Investissements : voici les placements les plus rentables sur les 40 dernières années

Investissements : voici les placements les plus rentables sur les 40 dernières années

Les secrets des placements gagnants sur 40 ans se dévoilent à travers une étude fascinante de l’Institut de l’Épargne Immobilière et Foncière (IEIF). Depuis 1984, les épargnants français ont navigué à travers des cycles économiques tumultueux, marqués par des bulles boursières et des crises financières.

Quels enseignements tirer de ces décennies d’évolution financière ? L’étude de l’IEIF, publiée en avril 2025, offre un éclairage inédit sur les performances des différentes classes d’actifs. Actions, immobilier parisien ou encore or : quels placements ont su résister aux aléas du temps et quelles stratégies adopter pour optimiser son patrimoine ? Découvrez les révélations surprenantes qui pourraient bien transformer votre approche de l’investissement.

Contexte historique des placements en France

Depuis 1984, les épargnants français ont navigué à travers une série de cycles économiques marqués par des bulles boursières, des crises économiques et des fluctuations d’inflation et de taux d’intérêt.

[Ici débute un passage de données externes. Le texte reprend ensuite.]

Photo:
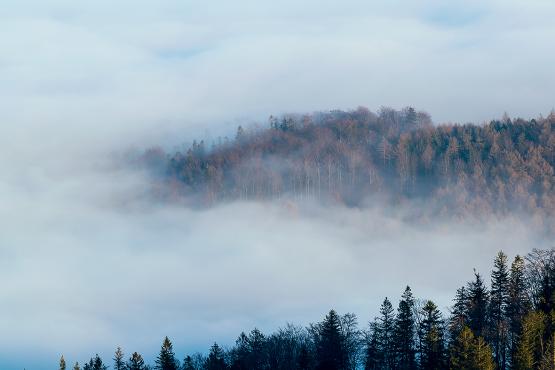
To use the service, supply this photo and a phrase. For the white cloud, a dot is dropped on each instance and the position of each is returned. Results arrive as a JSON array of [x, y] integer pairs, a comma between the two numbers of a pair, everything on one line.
[[84, 268]]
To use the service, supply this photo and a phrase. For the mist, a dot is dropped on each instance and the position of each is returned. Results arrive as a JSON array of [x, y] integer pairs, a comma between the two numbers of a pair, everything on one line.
[[89, 261]]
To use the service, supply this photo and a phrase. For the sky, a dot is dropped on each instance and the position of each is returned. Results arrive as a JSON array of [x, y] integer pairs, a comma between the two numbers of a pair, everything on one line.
[[87, 264]]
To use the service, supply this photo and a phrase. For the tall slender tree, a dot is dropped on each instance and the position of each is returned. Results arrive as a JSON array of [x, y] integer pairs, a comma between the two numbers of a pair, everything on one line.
[[119, 362], [136, 362], [498, 310], [404, 332], [431, 333], [330, 352], [166, 358], [386, 328], [478, 298]]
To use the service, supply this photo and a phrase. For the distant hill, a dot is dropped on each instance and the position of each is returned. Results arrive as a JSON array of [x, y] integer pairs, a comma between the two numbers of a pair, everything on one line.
[[393, 156]]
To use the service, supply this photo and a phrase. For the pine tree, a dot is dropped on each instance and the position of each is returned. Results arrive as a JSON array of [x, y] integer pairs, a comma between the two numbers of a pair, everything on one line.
[[477, 306], [404, 331], [166, 359], [303, 360], [531, 346], [95, 364], [136, 362], [215, 360], [432, 346], [461, 352], [459, 314], [498, 305], [518, 306], [119, 363], [188, 363], [330, 353], [386, 327], [373, 359]]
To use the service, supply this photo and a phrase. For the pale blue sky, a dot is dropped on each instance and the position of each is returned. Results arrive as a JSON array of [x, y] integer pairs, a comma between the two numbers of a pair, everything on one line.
[[79, 81]]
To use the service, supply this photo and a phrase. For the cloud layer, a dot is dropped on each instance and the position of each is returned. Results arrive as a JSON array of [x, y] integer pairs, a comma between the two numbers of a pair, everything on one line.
[[87, 264]]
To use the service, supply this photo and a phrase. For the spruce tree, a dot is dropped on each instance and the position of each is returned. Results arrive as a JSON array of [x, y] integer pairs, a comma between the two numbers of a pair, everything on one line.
[[477, 306], [188, 363], [330, 353], [136, 362], [215, 360], [166, 359], [498, 310], [518, 306], [119, 362], [386, 327], [373, 359], [431, 337], [404, 331], [459, 314]]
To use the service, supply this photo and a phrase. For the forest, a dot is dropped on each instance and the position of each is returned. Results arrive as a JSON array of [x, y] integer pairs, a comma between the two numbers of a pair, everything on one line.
[[506, 324], [357, 157]]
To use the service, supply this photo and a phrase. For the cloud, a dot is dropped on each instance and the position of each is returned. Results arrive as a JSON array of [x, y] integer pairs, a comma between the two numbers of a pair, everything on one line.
[[87, 264]]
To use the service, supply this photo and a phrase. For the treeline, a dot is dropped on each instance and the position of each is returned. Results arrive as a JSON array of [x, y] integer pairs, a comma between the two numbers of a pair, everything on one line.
[[508, 325], [350, 156]]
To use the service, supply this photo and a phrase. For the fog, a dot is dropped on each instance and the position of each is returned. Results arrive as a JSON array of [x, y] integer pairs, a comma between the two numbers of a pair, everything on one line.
[[89, 262]]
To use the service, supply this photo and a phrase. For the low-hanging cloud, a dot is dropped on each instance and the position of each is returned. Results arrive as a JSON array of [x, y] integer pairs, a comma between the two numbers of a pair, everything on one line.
[[89, 263]]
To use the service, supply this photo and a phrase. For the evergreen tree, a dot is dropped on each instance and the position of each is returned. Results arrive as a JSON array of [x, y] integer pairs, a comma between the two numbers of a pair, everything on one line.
[[136, 362], [373, 357], [519, 304], [330, 353], [95, 364], [215, 360], [431, 336], [477, 305], [119, 362], [531, 346], [459, 314], [303, 360], [498, 310], [404, 331], [188, 363], [386, 327], [166, 359]]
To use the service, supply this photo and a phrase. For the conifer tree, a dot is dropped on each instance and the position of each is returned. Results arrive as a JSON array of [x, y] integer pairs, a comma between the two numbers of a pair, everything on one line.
[[432, 346], [531, 346], [215, 360], [188, 363], [136, 362], [477, 306], [119, 362], [459, 314], [519, 304], [373, 358], [330, 353], [498, 310], [386, 327], [166, 359], [404, 331], [303, 360]]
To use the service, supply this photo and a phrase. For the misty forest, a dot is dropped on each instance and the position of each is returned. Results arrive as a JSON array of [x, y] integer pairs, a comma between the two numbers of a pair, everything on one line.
[[359, 157], [503, 321], [506, 324]]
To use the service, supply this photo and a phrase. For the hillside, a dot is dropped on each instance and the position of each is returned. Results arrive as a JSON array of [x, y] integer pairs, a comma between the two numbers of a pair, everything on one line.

Ces événements ont profondément influencé le comportement des investisseurs et la performance de leurs placements.

Certaines classes d’actifs ont su se démarquer malgré ces turbulences, tandis que d’autres, autrefois considérées comme sûres, n’ont pas toujours réussi à surpasser l’inflation. L’étude annuelle de l’Institut de l’Épargne Immobilière et Foncière (IEIF), publiée en avril 2025, offre un aperçu inédit sur quatre décennies de performances financières.

Rendement et risque : une relation historique confirmée

L’étude de l’IEIF met en lumière une vérité économique souvent négligée : les actifs à haut risque génèrent, sur le long terme, des rendements supérieurs. Les actions se distinguent avec un taux de rendement interne moyen de 11,8 % par an sur quarante ans. L’immobilier parisien suit avec une performance annuelle de 10,3 %, tandis que les foncières cotées affichent un solide 9,5 %.

Ces résultats confirment que la prise de risque est récompensée à condition d’adopter une perspective à long terme. En combinant capitalisation boursière et revenus locatifs, ces investissements illustrent la complémentarité entre la pierre et les marchés financiers.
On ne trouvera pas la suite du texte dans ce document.